Friday, May 20, 2016
As previously mentioned, last week I presented at the Center for Nonprofit Management's Bridge to Excellence Conference.
Below I share a few thoughts. Some of these thoughts I have shared before about other conferences, but I think they bear repeating.
- Value of Practitioner Conferences. As an academic, it is easy for me to stay mostly in the academic world. I do think, however, going to practitioner conferences can be quite useful. Maybe most important, these conferences can help you meet people who are in practice, especially in your local area. People I have met at practitioner conferences have served as guest speakers in my classes, provided individual advice to students, helped students find jobs, and provided ideas for blog posts and scholarship. Practitioner conferences can also be useful as they tend to address very practical problems and remind me that I want my scholarship to speak to not only academics, but also the bar, bench, and business people. Attending one practitioner conference can lead to more opportunities---other speaking engagements, board member openings, and consulting opportunities, and the like.

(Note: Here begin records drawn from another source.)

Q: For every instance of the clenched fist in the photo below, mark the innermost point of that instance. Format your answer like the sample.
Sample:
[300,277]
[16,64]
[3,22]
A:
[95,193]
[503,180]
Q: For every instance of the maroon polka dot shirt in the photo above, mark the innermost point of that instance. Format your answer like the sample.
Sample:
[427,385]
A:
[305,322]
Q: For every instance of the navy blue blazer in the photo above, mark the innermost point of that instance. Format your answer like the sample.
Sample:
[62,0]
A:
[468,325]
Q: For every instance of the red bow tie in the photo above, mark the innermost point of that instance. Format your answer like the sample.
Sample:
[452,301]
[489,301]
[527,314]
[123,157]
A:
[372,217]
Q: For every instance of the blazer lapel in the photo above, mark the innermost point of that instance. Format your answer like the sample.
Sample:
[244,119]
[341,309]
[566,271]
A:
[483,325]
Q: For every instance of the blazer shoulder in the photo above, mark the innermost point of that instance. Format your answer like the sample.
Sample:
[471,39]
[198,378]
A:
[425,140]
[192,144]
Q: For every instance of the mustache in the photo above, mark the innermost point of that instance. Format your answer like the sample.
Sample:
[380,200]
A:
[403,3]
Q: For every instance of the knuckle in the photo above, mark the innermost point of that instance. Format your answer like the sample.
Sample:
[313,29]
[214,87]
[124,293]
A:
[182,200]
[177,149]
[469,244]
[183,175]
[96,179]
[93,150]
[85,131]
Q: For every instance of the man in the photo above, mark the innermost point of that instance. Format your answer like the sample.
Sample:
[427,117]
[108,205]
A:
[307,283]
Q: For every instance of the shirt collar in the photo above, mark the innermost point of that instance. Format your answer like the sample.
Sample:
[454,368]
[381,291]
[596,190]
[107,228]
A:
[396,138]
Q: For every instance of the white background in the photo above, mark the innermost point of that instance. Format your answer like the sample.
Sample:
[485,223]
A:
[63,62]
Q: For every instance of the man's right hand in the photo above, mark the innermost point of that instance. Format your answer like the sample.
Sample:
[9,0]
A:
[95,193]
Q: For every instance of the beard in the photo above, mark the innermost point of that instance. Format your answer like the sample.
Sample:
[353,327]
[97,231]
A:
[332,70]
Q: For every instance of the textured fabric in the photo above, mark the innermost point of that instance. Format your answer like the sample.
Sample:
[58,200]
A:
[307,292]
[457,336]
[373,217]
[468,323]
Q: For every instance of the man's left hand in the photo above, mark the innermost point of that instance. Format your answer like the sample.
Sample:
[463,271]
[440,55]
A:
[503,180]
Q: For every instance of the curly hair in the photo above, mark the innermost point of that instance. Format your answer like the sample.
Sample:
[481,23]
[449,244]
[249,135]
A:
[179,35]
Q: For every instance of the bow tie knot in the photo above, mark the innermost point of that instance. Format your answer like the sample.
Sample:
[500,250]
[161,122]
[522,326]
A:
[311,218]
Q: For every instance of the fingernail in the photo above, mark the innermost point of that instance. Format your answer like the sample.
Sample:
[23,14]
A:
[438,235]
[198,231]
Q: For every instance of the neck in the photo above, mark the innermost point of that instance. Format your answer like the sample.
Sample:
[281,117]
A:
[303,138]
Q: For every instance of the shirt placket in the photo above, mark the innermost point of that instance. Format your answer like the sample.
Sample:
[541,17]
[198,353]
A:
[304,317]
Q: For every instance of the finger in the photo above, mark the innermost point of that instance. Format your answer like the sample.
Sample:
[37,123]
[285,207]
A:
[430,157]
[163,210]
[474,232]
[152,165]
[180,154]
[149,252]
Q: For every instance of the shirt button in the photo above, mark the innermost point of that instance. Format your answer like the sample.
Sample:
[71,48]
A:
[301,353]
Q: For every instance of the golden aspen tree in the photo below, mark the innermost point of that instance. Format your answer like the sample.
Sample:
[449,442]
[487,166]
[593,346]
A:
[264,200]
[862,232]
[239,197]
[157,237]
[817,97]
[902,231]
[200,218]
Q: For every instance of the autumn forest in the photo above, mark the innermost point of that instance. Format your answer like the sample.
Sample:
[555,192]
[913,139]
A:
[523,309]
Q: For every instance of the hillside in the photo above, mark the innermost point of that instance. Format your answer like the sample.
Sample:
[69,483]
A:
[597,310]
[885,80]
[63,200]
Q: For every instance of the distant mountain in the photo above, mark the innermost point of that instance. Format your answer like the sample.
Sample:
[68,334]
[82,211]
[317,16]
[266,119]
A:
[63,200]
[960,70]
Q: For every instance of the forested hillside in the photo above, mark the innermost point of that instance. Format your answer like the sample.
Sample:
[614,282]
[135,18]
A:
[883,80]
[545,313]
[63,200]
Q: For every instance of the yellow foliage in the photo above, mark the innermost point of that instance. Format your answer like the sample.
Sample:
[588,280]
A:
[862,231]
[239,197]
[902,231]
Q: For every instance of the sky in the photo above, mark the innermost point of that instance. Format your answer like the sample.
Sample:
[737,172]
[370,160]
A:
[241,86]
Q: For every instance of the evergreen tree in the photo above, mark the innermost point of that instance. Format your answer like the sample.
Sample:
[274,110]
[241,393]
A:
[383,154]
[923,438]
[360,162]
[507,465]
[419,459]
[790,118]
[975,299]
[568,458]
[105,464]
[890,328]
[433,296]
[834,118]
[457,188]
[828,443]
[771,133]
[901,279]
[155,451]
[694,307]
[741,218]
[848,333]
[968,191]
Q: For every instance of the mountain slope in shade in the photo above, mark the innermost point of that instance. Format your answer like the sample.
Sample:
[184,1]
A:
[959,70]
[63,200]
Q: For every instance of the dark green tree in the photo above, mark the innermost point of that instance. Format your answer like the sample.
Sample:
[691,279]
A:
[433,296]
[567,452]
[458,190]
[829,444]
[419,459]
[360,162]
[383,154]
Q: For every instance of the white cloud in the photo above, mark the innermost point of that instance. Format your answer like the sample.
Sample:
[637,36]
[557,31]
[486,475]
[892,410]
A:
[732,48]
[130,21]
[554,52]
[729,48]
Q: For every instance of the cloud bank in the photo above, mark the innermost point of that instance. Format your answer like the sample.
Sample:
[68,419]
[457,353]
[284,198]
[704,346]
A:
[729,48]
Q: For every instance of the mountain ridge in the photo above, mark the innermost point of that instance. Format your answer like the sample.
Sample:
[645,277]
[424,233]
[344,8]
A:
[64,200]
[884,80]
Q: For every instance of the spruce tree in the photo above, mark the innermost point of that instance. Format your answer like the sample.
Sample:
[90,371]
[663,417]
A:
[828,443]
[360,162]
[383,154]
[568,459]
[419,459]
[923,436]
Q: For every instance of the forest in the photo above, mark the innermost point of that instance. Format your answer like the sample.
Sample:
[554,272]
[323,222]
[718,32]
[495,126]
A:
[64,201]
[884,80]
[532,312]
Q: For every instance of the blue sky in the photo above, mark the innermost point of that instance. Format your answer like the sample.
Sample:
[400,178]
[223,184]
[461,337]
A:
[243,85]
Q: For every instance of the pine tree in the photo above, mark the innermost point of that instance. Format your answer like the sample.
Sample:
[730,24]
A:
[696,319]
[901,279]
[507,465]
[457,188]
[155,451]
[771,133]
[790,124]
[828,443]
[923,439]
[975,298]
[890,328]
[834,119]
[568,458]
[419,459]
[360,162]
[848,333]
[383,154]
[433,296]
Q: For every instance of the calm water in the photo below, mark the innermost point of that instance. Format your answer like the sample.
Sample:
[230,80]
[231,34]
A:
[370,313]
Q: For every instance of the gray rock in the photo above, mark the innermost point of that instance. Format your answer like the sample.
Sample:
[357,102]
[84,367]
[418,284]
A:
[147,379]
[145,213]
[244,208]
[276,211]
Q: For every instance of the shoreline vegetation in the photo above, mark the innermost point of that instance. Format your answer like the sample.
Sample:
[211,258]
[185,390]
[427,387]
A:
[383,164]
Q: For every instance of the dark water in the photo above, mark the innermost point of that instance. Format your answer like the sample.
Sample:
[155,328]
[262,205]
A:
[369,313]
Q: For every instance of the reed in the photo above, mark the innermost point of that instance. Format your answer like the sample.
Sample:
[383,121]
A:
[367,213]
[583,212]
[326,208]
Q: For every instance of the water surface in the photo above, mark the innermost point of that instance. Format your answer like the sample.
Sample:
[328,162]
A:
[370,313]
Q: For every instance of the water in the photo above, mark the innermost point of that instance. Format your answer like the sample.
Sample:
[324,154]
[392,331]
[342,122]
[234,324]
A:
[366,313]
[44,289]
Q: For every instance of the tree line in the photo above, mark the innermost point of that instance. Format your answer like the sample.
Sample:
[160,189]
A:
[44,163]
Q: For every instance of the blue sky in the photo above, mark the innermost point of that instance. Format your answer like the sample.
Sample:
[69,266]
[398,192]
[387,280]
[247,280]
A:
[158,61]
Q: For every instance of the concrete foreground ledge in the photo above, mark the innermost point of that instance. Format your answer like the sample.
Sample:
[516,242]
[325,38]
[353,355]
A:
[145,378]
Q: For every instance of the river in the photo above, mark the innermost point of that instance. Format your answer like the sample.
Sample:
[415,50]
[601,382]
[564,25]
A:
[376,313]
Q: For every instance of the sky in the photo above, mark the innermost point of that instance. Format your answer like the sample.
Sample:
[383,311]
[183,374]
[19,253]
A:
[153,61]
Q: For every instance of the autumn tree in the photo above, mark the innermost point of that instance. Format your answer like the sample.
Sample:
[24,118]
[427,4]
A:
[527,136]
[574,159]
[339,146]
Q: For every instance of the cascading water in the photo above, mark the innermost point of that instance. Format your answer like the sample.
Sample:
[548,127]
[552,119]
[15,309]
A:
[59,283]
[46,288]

- Check Technology Before Speaking. I learned this early in my academic career, and I found the IT person well before my talk and made sure the technology worked well. We had no issues. In other sessions, however, there were a number of technology delays and hiccups. Especially, if you plan to use a video file, make sure that the file loads and that the sounds works beforehand. One of the speakers made the mistake of mocking PowerPoint before launching her Storify presentation, which would not load at all because of Internet issues. Thankfully, you did not let that slow her down and provided an engaging presentation. Checking technology beforehand is not always possible, and IT support is not always available, but it is a rare conference that doesn't have a technology issue at some point, so I think more planning is usually appropriate.
- Think-Pair-Share and Q&A. Think-Pair-Share is a well-known teaching technique that I often use in my classes. You pose a question. Allow some time for thought. Break the room into small groups to discuss. Then ask for volunteers to share thoughts. I tried this technique at the conference yesterday and thought it worked well. We did not have an incredible amount of time, so I did not allow much time for individual thought beforehand, but the audience seemed to enjoy the discussion and the thoughts shared were mostly quite useful. One benefit of this technique is that it gets the audience involved. Another benefit is that it allows the audience members to meet and talk with people they may not have had a chance to otherwise. I was able to leave a few minutes at the end of my presentation for Q&A, but not nearly as much as I would have liked. Personally, I often find the Q&A among the most valuable time, depending on the audience and the questions. I generally wish more speakers left more time for Q&A.
- Time Between Sessions. CNM provided significant time between sessions - always at least 20 minutes, I think. But, as always seems to happen at conferences, sessions run long, and that time gets squeezed. The networking time between sessions can be incredibly useful, and so I think it is important to get speakers to honor the time limitations and leave a good bit of time between sessions, knowing that there will be delays. Part of the responsibility of staying on track falls on the speaker. The conference organizers can help by starting on time and providing notice when time is short. CNM did quite a good job keeping things on track, but even so, I wished for a bit more time between sessions.
- Vendor "Passports" and Drawings. CNM included a vendor "passport" in our materials. You got an orange sticker for each vendor you spoke to and if you filled out the passport (which had blank boxes next to vendor names) you could be entered into a drawing for excellent prizes at the end of the day. This seemed to be a good way to get attendees to engage with the vendors (who are also usually conference sponsors), and it seemed to be a good way to keep the attendees at the conference until the end of the day.
- Speed Consulting. CNM had a speed consulting session where you could speak briefly with experts in finance, law, management, grant-writing, etc. I could see a session like this being used at academic conferences, where more senior faculty members would offer bits of advice to prospective professors or more junior professors. I imagine, however, that more in-depth questions would have to be scheduled for another time. It did seem to be a good time to get some very preliminary thoughts and meet experts.
- Mementos. Thoughts may vary on this, but I like conferences that provide attendees and/or speakers with unique takeaway items. Some may think too much money is wasted on these trinkets, and that can be the case if the item is quite generic, but I think mementos can be a nice touch. I keep a few such items from conferences on my office shelves and they are nice reminders of the conferences. At CNM's conference, they provided little elephants, because the theme was "elephants in the room." I especially liked this gift because both of my young children are crazy about elephants and it was nice to bring them something home from work. One of my table-mates gave me her elephant so I had one for each child.